Consider, more recently, Stephen Feinberg, co-founder of Cerberus Capital Management. Cerberus bought 51% of GMAC in 2006 for $14 billion, and 80% of Chrysler for $7.4 billion.

You can also think of Leon Black, the CEO of Apollo Management. Black's private-equity firm bought Linens 'n Things in 2006 for $1.3 billion with a plan to revive the ailing retailer and sell it for a profit. Instead, the company declared bankruptcy. In 2007, Apollo paid $6.6 billion for Realogy-the parent of Coldwell Banker and Century 21 real estate brokerages-just as the housing boom was inverting.

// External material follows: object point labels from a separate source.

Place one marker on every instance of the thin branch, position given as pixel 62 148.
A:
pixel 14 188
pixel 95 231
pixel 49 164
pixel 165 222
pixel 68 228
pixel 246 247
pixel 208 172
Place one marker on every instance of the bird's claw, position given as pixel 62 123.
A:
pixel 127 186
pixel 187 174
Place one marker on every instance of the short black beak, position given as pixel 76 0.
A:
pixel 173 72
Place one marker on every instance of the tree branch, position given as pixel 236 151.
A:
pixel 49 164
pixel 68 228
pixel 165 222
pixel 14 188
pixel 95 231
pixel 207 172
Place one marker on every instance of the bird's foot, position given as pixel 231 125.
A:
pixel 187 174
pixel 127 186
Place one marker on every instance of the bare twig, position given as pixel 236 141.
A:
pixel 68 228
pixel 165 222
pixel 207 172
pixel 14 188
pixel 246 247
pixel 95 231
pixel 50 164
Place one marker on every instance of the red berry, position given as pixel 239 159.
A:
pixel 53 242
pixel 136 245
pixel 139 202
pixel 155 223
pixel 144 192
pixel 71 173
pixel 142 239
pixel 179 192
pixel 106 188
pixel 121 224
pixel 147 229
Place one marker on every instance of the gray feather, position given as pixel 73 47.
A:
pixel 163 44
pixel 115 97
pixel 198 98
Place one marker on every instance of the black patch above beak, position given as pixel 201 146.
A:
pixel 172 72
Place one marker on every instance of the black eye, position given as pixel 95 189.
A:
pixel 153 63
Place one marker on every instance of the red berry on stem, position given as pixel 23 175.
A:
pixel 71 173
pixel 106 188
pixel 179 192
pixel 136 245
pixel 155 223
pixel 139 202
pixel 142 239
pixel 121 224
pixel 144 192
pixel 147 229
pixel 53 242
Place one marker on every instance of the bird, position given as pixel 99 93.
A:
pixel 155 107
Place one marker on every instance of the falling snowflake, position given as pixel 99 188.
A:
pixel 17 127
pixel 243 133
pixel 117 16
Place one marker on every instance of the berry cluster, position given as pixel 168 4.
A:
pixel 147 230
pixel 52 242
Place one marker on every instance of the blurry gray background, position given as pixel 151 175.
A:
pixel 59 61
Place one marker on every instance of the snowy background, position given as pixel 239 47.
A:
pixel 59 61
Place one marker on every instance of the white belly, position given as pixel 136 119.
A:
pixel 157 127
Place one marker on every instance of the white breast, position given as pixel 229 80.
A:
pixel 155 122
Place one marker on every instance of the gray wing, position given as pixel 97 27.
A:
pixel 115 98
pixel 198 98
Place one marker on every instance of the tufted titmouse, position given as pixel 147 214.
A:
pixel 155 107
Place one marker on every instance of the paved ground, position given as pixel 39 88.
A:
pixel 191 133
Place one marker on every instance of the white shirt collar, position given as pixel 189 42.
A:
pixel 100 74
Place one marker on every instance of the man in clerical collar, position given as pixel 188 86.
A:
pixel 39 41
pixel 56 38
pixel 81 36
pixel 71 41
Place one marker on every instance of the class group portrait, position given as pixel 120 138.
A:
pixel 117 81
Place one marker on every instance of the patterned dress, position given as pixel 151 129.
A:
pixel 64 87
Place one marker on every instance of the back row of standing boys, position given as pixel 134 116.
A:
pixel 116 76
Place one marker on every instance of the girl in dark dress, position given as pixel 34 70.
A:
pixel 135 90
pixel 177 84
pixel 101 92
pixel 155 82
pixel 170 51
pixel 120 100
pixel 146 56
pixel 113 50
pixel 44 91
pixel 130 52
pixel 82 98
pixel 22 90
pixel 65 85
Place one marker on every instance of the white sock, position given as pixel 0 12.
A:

Finally, remember that in predicting the future the key is not simply getting a single prediction correct; it's getting all of the interacting consequences correct. Ask yourself, just two years ago, would you have confidently predicted that we would elect our first African-American president in 2008? Would you have imagined that Citigroup would trade for a time under $1 or that General Electric would trade for a time under $6 or that Bear Stearns and Lehman Brothers would virtually vanish? That Chrysler and GM would file bankruptcy or that a graduating class of law students would be unable to get jobs? Or that high-end MBAs would be unemployable?

And would you have guessed that we would have a fall of more than 50% in the broad stock indexes or that it would subsequently be up almost 30% in less than one month? Or that oil would triple in price and then fall by more than $100 a barrel? Some gurus might have seen parts of this pattern, but all of it? Again, life is far too complex to be predicted with any consistency.

Are you sure you'll be more successful than other gurus?

Before you decide to kill off MPT, consider that the real problem may well be that you are confusing the concept with the implementation, and beware of selecting alternative strategies that may be harmful to your clients' financial lives.